Pista Horror takes the visual topoi of the subject of his criticism, strips them of their recognized meaning, and re-uses them in his visions set in a surreal, depressing, and absurd world.
Elements such as the stained, old, and yellowed pieces of paper and sheets torn from school notebooks, compositions created to fit battered frames, or the visual appearance of ruinous, abandoned buildings with crumbling walls intensify Horror’s distinctive trash aesthetic.
The way he locks his protagonists up in a box – whether it be a cage, a courtyard surrounded by high walls, or the space of the picture itself – is an analogy to our preconceptions, which hold us back from discovering the world.
This is exactly the phenomena against which Pista Horror is fighting with a critical approach, continuously reflecting on the world around us within his strong visual universe and with a talent for experimentation.
More about the artist:
http://www.horrorpista.com/index.html
The site-specific installations of Zsolt Tibor (1973, Budapest) remind one of pieces of a puzzle to be solved. They conjure up the constructivist, futuristic designs of the avant-garde, and its often utopian, alienated spaces and edifices.
These miniature scenes are made up of pencil drawings with subtle, hardly noticeable graphite lines; smeared blotches; paper cuttings taped in position and pieces of folded paper; moving and still images; archive photos behind plexiglass or in exhibition cases, and found plastic objects.
This complex world, compiled within the framework of a classical exhibition, thus becomes the simultaneous construction and deconstruction of spaces, landscapes, fragments of buildings, and elements just remotely referring to human presence.
Tibor’s visual and aesthetic experiments are based on accumulated layers of perception (drawing, projection, still and moving images, objects), a unique use of space (occupying space in a non-traditional way), and the timefactor (seemingly unfinished works).
The clacking of the slide-projector, the bluish-grey light of the projector, the lens of the magnifying glass, or the drawings resembling the architect’s plot all reinforce the idea of a scientific approach to art.
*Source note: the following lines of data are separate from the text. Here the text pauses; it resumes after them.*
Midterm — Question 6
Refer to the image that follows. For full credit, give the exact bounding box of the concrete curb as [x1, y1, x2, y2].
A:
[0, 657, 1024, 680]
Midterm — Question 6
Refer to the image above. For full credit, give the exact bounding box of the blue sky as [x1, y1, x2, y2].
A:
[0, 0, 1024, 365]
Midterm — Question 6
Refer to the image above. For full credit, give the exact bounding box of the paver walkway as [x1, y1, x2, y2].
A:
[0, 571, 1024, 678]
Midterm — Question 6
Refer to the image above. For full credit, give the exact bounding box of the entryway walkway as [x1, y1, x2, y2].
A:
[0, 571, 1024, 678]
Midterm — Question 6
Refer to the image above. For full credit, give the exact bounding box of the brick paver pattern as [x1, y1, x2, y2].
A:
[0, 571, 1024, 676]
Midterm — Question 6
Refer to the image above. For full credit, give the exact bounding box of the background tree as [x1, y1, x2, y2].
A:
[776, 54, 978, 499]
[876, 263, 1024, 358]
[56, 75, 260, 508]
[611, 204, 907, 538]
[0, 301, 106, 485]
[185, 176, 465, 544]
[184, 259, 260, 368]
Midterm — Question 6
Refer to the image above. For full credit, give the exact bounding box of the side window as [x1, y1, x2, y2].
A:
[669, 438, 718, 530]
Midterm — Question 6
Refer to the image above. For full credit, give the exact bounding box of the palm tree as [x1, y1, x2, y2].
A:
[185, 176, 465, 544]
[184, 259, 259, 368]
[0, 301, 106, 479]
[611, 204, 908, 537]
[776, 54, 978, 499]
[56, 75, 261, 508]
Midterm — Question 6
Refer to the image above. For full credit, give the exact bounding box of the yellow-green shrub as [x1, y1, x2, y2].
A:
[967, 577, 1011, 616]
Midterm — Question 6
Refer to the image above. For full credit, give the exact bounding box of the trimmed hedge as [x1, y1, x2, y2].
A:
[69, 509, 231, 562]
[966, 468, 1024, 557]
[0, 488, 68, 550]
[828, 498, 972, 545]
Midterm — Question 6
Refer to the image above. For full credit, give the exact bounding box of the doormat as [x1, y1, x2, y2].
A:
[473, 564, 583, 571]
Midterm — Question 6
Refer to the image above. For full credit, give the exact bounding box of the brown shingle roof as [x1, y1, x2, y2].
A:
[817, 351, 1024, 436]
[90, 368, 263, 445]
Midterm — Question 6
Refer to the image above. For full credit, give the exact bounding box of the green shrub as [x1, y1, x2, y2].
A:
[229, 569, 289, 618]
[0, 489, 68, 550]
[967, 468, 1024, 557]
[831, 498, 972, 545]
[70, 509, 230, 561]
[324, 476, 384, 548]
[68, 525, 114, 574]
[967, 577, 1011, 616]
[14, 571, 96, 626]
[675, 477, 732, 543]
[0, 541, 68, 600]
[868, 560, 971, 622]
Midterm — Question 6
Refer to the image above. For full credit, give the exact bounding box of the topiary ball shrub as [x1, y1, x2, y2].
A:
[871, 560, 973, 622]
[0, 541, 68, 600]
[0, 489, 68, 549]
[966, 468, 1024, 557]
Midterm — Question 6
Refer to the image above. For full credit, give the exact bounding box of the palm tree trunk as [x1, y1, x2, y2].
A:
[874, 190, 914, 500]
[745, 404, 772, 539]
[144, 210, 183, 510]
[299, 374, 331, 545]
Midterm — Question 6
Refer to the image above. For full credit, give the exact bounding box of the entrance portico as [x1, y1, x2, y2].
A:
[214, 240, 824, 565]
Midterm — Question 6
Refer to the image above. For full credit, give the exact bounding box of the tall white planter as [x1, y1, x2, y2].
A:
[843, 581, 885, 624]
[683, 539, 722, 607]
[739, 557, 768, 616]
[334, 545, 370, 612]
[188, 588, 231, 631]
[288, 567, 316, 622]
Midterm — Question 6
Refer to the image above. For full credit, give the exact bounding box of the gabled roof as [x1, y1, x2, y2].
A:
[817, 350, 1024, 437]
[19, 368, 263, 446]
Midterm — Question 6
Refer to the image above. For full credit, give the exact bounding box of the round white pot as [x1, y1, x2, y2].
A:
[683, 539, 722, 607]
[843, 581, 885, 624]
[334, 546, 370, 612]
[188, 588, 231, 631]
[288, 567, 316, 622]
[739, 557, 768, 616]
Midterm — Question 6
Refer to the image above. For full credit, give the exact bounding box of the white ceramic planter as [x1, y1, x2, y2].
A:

All the same, in these works of “boundless” drawing, apart from the irony directed at the scientific approach, a covert and sensitive reference to a broader socio-political context and the nostalgia for a vanished childhood takes shape.
More about the artist:
tiborzsolt.com
About the author:
Petra Csizek is a curator and cultural manager based in Budapest, Hungary. Currently she is the programme supervisor of ACAX | Agency for Contemporary Art Exchange, an affiliate of the Ludwig Museum – Museum of Contemporary Art, Budapest. Previously she was the assistant curator at Trafó Gallery – House of Contemporary Arts, Budapest, a board member of the Studio of Young Artists Association, and a member of the Labor Gallery committee, where she played a major role in the conception and the realisation of the gallery programme.
As a curator, her interest lies primarily in collaboration and interdisciplinarity in the works of the local emerging art scene, especially that of the youngest generation. Her last curatorial project, a group show entitled No One Belongs Here More Than You at the Kunsthalle – Budapest in 2011, examined mapping and existing artistic collaborations among the young artists of the Hungarian art field. She has participated in several public art projects and festivals (Placcc Festival, Temporary City), as she is interested in initiating art projects outside of gallery spaces.